Immediate and deep emissions reductions are required across all sectors – as well as widespread use of carbon removal technology – to limit warming to 1.5°C, according to a new Intergovernmental Panel on Climate Change (IPCC) report released today

The report found that limiting global warming will require major transitions in the energy sector, including a substantial reduction in fossil fuel use, widespread electrification, improved energy efficiency, and use of alternative fuels, such as hydrogen.

In the scenarios assessed, limiting warming to 1.5°C requires emissions of greenhouses gasses to peak by 2025 at the latest, with reductions of 43% by 2030. This would also need to be coupled with reductions in methane – a potent greenhouse gas – by around a third.

For global temperatures to stabilise, carbon dioxide emissions will need to reach net zero – and to limit warming to 1.5°C, net zero emissions will need to be met globally by the early 2050s.

While the report contains stark warnings, the authors note that there is increasing evidence of climate action, with the rate of growth of annual greenhouse gas emissions slowing between 2010-2019. Other promising findings include sustained decreases of up to 85% in the cost of solar wind energy – as well as the introduction of policies and laws which have enhanced energy efficiency, reduced deforestation rates, and sped up the use of renewable energy.

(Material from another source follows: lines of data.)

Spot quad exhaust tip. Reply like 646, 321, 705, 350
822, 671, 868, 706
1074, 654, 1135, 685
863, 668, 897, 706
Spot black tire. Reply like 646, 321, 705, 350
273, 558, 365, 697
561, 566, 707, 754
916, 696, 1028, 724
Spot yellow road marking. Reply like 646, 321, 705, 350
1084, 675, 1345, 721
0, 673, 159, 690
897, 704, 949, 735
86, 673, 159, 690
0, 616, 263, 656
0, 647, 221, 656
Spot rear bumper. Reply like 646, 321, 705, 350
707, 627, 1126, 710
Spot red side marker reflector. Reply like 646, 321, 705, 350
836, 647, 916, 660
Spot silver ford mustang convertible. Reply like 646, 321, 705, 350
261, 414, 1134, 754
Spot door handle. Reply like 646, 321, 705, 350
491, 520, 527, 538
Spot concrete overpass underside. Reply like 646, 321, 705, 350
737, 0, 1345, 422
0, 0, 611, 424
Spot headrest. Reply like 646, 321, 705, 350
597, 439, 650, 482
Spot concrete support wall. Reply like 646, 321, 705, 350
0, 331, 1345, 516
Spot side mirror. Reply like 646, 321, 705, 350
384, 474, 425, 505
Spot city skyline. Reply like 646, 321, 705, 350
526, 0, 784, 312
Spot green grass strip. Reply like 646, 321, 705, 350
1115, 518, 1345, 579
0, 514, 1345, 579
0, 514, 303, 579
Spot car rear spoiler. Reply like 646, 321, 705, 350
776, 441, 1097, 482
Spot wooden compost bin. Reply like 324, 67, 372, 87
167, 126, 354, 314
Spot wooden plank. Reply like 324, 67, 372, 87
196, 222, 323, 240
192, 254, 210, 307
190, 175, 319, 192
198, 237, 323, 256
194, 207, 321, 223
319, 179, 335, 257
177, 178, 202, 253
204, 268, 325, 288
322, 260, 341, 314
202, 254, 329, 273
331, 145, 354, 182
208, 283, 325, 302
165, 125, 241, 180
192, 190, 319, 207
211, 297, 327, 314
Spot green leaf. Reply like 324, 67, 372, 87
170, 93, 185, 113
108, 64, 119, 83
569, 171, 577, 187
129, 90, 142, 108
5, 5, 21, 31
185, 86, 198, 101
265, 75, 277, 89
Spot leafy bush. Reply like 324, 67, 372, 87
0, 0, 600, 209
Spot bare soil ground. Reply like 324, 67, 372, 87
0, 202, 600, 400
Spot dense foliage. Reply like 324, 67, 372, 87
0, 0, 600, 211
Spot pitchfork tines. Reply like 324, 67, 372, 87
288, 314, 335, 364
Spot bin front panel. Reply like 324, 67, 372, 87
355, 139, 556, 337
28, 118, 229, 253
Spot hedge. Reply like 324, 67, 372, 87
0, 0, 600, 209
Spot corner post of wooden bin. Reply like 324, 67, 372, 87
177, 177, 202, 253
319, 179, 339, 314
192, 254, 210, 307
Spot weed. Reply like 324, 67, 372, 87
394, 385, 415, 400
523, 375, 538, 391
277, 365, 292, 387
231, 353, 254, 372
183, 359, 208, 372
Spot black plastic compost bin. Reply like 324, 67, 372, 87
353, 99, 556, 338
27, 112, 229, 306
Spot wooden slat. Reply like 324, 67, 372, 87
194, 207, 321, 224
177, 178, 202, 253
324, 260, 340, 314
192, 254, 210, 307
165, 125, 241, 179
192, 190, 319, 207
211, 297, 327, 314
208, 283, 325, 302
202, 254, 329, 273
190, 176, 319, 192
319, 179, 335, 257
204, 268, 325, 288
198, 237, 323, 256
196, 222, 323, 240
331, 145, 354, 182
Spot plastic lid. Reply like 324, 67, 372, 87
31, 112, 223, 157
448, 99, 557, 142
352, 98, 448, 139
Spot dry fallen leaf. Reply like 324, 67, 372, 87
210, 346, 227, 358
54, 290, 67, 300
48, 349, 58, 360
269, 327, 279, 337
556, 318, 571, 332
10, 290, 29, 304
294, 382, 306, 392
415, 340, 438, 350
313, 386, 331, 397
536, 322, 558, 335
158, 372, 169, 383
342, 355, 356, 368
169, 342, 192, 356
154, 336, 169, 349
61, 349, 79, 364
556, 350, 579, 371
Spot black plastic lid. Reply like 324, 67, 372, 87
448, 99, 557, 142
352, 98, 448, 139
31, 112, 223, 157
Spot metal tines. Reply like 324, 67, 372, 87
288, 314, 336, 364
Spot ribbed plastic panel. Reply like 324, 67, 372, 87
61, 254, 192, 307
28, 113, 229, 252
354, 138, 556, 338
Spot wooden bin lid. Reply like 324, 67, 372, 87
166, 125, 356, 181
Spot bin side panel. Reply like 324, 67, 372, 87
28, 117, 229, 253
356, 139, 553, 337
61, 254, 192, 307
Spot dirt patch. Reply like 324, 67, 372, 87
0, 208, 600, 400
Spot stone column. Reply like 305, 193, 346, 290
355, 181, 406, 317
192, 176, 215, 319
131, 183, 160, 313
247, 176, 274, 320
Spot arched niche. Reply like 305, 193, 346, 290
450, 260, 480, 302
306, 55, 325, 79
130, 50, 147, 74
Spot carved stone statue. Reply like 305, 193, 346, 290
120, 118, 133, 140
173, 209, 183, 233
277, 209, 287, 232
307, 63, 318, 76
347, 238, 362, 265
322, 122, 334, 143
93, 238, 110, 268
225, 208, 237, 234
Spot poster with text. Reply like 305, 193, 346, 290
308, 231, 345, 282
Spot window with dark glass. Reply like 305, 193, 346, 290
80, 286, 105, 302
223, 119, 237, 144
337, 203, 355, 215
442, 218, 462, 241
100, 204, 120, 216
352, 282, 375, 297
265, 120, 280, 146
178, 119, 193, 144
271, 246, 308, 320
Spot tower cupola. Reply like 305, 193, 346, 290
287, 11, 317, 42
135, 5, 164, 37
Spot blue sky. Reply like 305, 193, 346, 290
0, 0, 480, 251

Since 2010, there have been sustained decreases of up to 85% in the costs of solar and wind energy, and batteries. An increasing range of policies and laws have enhanced energy efficiency, reduced rates of deforestation and accelerated the deployment of renewable energy.

“We are at a crossroads. The decisions we make now can secure a liveable future. We have the tools and know-how required to limit warming,” said IPCC Chair Hoesung Lee.

“I am encouraged byclimate action being taken in many countries. There are policies, regulations and market instruments that are proving effective. If these are scaled up and applied more widely and equitably, they can support deep emissions reductions and stimulate innovation.”